We are so generous, some would say generous to a fault, in our country that even many of these people have had access to our asylum system and that all of them benefit from what is called a pre-removal risk assessment prior to being removed. Everyone, even the most objectionable terrorists and organized criminals, gets some form of independent legal assessment on whether or not they would face risk if returned to the country of their nationality. That is how we discharge our responsibility under the convention against torture, the 1951 refugee convention and, indeed, the Charter of Rights.
We have an obligation not to remove foreigners whose safety could be at risk if they are deported.

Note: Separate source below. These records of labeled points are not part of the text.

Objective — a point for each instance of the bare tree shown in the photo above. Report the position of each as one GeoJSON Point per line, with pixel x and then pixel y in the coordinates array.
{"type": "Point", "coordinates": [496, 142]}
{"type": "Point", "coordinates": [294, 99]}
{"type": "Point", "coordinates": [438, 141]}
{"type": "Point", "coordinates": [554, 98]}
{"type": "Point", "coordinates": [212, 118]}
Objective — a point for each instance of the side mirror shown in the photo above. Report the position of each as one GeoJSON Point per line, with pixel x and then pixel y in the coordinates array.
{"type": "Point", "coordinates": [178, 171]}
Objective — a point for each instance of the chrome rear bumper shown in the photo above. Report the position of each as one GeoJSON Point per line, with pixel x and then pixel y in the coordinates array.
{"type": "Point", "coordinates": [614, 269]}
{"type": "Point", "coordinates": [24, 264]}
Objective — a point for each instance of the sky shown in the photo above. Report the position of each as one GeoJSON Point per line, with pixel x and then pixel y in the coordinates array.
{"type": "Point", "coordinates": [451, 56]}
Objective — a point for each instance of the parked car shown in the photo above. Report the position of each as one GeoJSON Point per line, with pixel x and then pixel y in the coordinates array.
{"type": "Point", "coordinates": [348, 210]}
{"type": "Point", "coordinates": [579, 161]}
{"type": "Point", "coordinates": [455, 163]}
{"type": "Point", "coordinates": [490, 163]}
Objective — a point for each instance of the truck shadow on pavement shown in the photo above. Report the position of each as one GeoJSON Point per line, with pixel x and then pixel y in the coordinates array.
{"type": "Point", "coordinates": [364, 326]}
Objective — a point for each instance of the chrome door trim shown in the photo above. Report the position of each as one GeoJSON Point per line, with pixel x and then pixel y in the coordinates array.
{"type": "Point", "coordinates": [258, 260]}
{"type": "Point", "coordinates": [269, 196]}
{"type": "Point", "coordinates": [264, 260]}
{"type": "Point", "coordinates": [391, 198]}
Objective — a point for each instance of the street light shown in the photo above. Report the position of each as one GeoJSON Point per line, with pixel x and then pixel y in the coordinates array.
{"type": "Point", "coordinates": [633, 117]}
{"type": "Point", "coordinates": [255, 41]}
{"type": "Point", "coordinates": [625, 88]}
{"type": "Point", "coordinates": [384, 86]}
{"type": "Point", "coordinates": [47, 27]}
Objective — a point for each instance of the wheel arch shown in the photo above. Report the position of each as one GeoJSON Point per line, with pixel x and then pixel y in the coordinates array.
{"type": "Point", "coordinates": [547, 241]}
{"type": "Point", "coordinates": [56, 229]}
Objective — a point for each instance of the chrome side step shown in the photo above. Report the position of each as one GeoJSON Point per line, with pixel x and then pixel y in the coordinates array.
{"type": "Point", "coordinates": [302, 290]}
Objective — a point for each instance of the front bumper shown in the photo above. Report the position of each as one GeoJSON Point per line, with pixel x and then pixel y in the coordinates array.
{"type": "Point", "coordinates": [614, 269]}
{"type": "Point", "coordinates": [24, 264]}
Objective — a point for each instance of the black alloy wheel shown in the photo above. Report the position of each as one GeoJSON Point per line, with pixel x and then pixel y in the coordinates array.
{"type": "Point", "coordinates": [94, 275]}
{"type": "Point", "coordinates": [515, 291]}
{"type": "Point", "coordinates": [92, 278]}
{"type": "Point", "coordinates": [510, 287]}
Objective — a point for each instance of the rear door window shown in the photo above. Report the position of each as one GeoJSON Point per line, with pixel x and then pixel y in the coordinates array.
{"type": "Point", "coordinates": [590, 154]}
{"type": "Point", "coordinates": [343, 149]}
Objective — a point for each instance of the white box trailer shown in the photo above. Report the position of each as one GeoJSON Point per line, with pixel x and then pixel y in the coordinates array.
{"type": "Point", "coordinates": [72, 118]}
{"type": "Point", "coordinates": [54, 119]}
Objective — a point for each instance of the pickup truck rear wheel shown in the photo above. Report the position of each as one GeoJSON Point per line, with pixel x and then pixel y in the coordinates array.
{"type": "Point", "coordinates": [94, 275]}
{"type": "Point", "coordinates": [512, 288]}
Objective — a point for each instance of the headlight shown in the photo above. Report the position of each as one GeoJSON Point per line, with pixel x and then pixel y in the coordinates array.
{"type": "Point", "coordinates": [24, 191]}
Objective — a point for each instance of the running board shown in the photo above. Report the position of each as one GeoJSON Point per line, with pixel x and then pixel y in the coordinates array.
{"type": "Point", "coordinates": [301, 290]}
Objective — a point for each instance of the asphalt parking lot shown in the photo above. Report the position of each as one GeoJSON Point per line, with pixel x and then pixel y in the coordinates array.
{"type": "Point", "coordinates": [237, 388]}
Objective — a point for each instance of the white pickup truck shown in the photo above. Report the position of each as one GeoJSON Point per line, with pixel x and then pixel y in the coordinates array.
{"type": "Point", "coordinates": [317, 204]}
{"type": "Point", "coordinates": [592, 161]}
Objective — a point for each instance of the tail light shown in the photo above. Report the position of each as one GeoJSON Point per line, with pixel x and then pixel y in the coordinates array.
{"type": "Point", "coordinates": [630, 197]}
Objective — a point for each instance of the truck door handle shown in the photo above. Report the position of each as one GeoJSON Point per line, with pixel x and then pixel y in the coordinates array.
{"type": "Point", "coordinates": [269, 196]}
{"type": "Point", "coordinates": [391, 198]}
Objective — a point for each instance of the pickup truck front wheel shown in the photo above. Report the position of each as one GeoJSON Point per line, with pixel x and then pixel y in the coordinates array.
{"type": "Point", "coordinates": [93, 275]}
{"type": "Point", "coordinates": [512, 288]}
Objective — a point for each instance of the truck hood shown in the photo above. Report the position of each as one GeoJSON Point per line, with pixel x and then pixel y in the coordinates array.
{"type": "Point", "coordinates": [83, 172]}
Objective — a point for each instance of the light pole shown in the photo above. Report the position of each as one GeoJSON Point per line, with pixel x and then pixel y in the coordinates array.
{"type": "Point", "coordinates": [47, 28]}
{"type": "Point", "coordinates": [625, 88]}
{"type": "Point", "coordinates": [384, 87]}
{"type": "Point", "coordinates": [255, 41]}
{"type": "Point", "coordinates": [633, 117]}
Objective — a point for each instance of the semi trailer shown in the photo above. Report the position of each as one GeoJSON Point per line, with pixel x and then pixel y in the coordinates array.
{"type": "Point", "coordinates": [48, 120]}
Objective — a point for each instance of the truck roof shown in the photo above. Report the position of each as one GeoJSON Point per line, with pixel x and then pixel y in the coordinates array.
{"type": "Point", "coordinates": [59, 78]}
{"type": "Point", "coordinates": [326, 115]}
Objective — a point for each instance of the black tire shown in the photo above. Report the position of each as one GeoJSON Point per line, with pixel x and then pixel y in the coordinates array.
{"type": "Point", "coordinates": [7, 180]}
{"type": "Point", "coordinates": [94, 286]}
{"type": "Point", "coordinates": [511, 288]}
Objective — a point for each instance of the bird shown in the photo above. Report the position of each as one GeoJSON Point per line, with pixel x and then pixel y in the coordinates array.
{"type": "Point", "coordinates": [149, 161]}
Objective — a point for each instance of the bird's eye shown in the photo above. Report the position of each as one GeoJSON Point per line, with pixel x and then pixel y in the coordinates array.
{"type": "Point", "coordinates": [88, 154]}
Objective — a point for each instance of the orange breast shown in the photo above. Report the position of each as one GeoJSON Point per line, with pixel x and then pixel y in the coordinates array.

We have a process for this. However, the humanitarian and compassionate process is in addition to the pre-removal risk assessment and in addition to the asylum process.
Only the NDP and Liberals could suggest that a member of the mafia, that someone involved in serious human rights violations should have special consideration on humanitarian grounds.
Consider Léon Mugesera, a Rwandan national responsible for genocide in his country. According to our legal system and the International Criminal Tribunal for Rwanda, Mr. Mugesera was one of the people responsible for inciting the slaughter of hundreds of thousands of Rwandan civilians 20 years ago. It took us 21 years to deport Léon Mugesera.
I believe that one of the reasons for the delay is that he applied for permanent residence on humanitarian grounds twice. Léon Mugesera showed no humanitarian compassion toward victims of the Rwandan genocide. In my opinion, Canada is in no way obliged to provide special consideration on humanitarian grounds to a person who has committed genocide.
Quite frankly, I encourage the opposition parties to reconsider their foolhardy opposition to the bill, because if they do not, I look forward to letting Canadians know at the next election about the position they have taken.